Il y a au MACBA, des expositions temporaires, et celles-ci, très courues par les Barcelonais, sont souvent remarquables. En ce début d’année, une expo monographique de Joan Jonas et un group-show intitulé sobrement Be Bomb ont drainé un flux considérable de visiteurs. Première rétrospective en Espagne de Joan Jonas (NYC 1936), cette monographie présentait les œuvres filmées et performatives de l’artiste. Un univers étrange, décalé, foisonnant de sens, que l’immersion dans ce bain proliférant de sons et d’images en fluidité complexe et constante répercutait émotionnellement. Difficile à appréhender conceptuellement, cette œuvre ne se laisse guère happer au premier contact. Mais une fascination irradiante sidère le pauvre spectateur, avalé dans cette avalanche de sensations et de formes qui le nouent à quelque chose de fondamental, presque une autre naissance. De nombreuses occurrences de la féminité suggérée, beaucoup d’animalité, paradoxalement, alimentent cette doxa technologique qui sait être hypersensible et sensuelle. Une très belle expérience, qu’il eût fallu réitérer pour s’en pénétrer pleinement, sans jamais se lasser.
L’autre grand moment était bien sûr Be-Bomb, manifeste artistique plongeant sa démarche dans le dialogue fécond qu’entretiennent ou que peuvent entretenir l’art et la guerre. En période de crise, des artistes ont contribué, à leur façon, d’irriguer le débat. Documentaire, l’expo en délivre une approche multiple, mêlant œuvres et documents sans que parfois la frontière soit clairement lisible. Ainsi ce captivant film d’une explosion nucléaire à Bikini, où tout, de la mer, du silence, du champignon qui se forme lentement concourt à une fascination exemplaire, une œuvre d’art total, étrange dans sa réalité surréelle. Ou comment le Mal devient le passeur du Beau. Terrifiant et obsédant.

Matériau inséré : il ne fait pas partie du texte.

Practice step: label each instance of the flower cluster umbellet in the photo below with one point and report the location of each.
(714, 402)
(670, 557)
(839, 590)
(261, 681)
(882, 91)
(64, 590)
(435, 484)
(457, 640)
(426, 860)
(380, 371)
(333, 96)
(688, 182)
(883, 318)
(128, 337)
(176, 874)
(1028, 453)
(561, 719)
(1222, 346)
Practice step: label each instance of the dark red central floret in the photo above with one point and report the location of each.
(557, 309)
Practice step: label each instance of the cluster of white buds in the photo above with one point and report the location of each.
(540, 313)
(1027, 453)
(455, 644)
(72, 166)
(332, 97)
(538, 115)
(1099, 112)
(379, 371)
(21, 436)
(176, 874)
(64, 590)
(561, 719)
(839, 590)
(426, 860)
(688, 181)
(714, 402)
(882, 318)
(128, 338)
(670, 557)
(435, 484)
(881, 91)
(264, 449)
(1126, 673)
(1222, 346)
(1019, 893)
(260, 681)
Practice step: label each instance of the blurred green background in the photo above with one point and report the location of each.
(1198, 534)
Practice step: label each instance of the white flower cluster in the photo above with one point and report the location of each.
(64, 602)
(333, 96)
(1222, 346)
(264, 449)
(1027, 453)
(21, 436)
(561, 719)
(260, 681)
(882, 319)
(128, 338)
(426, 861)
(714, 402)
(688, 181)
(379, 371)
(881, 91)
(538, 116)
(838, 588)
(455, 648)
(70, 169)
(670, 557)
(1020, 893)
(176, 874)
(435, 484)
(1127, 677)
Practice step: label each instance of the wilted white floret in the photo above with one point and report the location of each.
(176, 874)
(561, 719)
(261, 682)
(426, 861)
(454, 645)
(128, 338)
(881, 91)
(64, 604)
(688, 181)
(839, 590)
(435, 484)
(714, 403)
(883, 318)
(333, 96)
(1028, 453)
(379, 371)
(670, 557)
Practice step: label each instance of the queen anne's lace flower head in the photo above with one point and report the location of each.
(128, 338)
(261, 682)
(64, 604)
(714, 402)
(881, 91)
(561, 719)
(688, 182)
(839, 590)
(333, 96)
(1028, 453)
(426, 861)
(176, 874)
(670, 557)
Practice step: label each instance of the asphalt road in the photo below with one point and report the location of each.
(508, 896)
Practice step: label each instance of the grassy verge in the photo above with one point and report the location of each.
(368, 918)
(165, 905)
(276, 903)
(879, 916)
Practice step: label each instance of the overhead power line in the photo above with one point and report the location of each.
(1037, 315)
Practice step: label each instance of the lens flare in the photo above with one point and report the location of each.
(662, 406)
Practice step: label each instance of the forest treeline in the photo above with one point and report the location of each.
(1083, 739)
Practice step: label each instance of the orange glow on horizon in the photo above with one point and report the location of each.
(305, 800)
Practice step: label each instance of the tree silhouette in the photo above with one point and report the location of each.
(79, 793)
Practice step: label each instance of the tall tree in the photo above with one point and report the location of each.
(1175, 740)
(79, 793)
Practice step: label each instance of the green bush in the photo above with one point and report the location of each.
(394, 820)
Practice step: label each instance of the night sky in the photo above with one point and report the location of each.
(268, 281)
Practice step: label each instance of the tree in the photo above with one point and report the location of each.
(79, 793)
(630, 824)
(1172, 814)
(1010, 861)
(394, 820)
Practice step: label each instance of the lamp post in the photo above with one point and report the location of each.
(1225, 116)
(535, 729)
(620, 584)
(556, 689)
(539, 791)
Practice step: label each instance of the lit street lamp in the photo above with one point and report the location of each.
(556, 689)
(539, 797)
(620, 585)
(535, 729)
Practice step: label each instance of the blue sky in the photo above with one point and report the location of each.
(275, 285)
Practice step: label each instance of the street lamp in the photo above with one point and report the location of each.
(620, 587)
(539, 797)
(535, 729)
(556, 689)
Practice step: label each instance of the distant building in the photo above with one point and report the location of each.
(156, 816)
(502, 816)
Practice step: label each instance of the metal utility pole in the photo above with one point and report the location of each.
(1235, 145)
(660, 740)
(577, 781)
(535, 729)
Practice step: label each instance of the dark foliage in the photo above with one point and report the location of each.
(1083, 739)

Le MACBA prouve son indispensable talent d’attraction et sa formidable capacité à rassembler autour de l’art et de ses interrogations toute une population curieuse et sensible aux transformations du monde. Un atout majeur pour une ville rayonnante comme l’est Barcelone, et qui devrait servir d’exemple à bien d’autres métropoles en Méditerranée. Belle leçon de citoyenneté, au service de l’art, pour le bénéfice de tous.